Listening and evaluating
Hadiza Sa-Aadu noticed a pattern during her first year as the small business engagement specialist at Kansas City (Mo.) Public Library (KCPL). “I would be meeting with individuals—who happen to be Black women—who were expressing something about their business idea, saying that they didn’t necessarily have the most confidence in their idea.” Many had already sought business guidance from SCORE, a free nationwide business mentoring organization. “To put it very frankly, SCORE is definitely skewed to the male demographic in terms of the mentors who volunteer. I suspected there was not that much listening happening.”
Sa-Aadu focused on guiding her patrons to the best tools to help them evaluate their ideas. When it came to the library’s own resources and programming, “I didn’t want to duplicate anything that was going on,” she says. She noticed the library’s Bluford branch was in an area with a lot of small business activity but not a lot of small business programming, and what existed was “probably not free and not necessarily the most consistent or high-quality or accessible,” she says.

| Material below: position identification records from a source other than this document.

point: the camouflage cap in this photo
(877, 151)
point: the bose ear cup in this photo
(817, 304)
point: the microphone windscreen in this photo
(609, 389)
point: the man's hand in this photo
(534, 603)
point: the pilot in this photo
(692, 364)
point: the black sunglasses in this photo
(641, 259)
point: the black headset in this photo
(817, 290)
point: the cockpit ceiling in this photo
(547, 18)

In 2019, Sa-Aadu and her team helped found Bluford Business, a series of workshops geared toward topics like legal issues, cash flow, and capital access, and included panels with local experts and a resource fair where entrepreneurs and support organizations could network. Sa-Aadu says that since the library opened to the public again, she has noticed an uptick in requests for face-to-face business meetings from people who weren’t comfortable with technology. However, she says, “Who knows how long we’ll stay open?”
Built in Broward programming has already shown tangible benefits for its participants. By the end of her cohort program, a woman who was unemployed before the pandemic was running two e-commerce sites, including a family jewelry business. Plus, Burke says, “One of her clients liked her so much they decided to hire her … so she works full-time for an aviation company and has her own business.” Her husband joined the cohort, too, dabbling in making 3D-printed parts for drones. When his work hours were reduced, Burke says, “We steered him toward turning his drone business to photography and video-making.” Burke adds that 46% of those who participated in the Built in Broward workshops were nontraditional users who seldom or never used library services.

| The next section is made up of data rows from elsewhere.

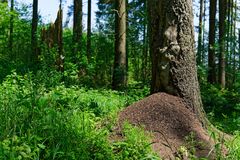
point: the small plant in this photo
(135, 144)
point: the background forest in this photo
(62, 86)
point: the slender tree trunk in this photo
(211, 46)
(239, 49)
(119, 80)
(172, 49)
(34, 55)
(77, 28)
(89, 31)
(222, 33)
(235, 39)
(10, 45)
(200, 34)
(59, 35)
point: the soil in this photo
(170, 122)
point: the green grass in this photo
(39, 122)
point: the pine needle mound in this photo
(172, 125)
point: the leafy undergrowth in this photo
(58, 122)
(63, 123)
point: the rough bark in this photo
(34, 56)
(119, 80)
(77, 26)
(172, 48)
(222, 19)
(211, 46)
(200, 34)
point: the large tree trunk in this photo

Sa-Aadu at KCPL notes that many of the Black women who came to her for business mentorship worked on ideas they developed during the pandemic. Some are now launching nonprofits, even ones that focus on entrepreneur support for young business owners. “That’s something that’s very cool,” she says.
MCPL’s Perry says that Sewing Labs, a nonprofit with an emphasis on teaching vulnerable populations to sew, is another example of a local small business that paid it forward after using library resources. Applying know-how gained from the library, one of the cofounders put her classes online and caught the attention of Singer. The sewing machine company not only donated 30 refurbished sewing machines but also contributed “a full suite of software, lighting, cameras, and an industrial embroidery machine,” Perry says. “She took what we had to offer and ran with it.”